Die Luft war kalt und feucht. Die Schleusen wurden geschlossen und in der Gracht gurgelte das Wasser. Nik sah zu den Dächern hinauf. Von der Sonne war noch nichts zu erkennen, doch der schwarze Himmel hatte sich zu einem dunklen Grau aufgehellt.
    Nik hätte alles dafür gegeben, wenn er auf ein Dach klettern könnte. Er wollte beobachten, wie sich der Nebel auflöste und ein neuer Tag erwachte, wenn die Sonne den Himmel über den Dächern der Stadt erklomm und man irgendwann die Masten der Segelschiffe sehen konnte. »Wir müssen uns beeilen«, sagte Nik. »Der Morgen bricht bald an.«
    Sie durften keine Zeit verlieren. Wenn sich der Hafen mit Leben füllte, würden sie den Arbeitern und Händlern auffallen, und dieses Risiko durften sie nicht eingehen. Nik und Ellie liefen durch die Gassen, ohne sich umzudrehen.
    Sie kamen zu dem alten Stadttor, und ihre Schritte hallten gespenstisch laut, als sie unter dem steinernen Bogen hindurchliefen. Auf der anderen Seite hing eine Laterne an der Mauer. Unter der Laterne lag eine riesige tote Ratte mit einem runden Loch im Schädel. Nik blieb stehen und betrachtete angewidert das fette Nagetier. Ellie stieß in der Eile gegen ihn und suchte auf dem Boden nach dem Grund für sein Interesse. Sie schrie leise auf, als sie den verletzten Kopf des übergroßen Tieres sah.
    »Wie ist das geschehen?«, fragte sie atemlos und wich einen Schritt zurück.
    Nik zuckte ratlos mit den Schultern. Doch in dem Moment stolperte Ellie. Sie war auf das Rinnsal Blut getreten, das aus dem leblosen Körper über das Pflaster gelaufen war, und hatte versucht, das Gleichgewicht zu halten. Sie fing sich noch einmal, traf Nik aber mit ihren rudernden Armen an der Schulter und schlug ihm so die Kugel aus der Hand.
    Nik fluchte und hechtete dem Glas hinterher.
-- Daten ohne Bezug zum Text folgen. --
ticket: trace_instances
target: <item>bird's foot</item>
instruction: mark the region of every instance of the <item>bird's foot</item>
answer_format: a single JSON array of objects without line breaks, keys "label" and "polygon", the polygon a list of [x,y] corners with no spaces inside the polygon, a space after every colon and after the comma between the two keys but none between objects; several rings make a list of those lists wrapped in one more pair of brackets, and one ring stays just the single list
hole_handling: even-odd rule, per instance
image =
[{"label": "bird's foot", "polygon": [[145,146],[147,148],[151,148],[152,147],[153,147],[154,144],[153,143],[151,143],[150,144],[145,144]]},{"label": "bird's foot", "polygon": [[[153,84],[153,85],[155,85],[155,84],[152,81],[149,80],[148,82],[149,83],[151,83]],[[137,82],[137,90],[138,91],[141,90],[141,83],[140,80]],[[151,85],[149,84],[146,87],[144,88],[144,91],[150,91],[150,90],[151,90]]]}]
Er streckte sich, um das gläserne Kunstwerk zu erreichen, aber die Kugel schlug einen Meter von seinen Fingerspitzen entfernt auf die Straße und zersprang in tausend Stücke.
    Aus den Scherben züngelten im selben Augenblick kleine Flammen und leckten nach dem Pflaster und nach Niks Händen. Entsetzt zog Nik den Kopf zurück, denn die Flammen wuchsen tänzelnd in die Höhe und brannten in seinem Gesicht. Ellie zog ihn von der Straße, bis sie rückwärts gegen die alten Stadtmauern stießen.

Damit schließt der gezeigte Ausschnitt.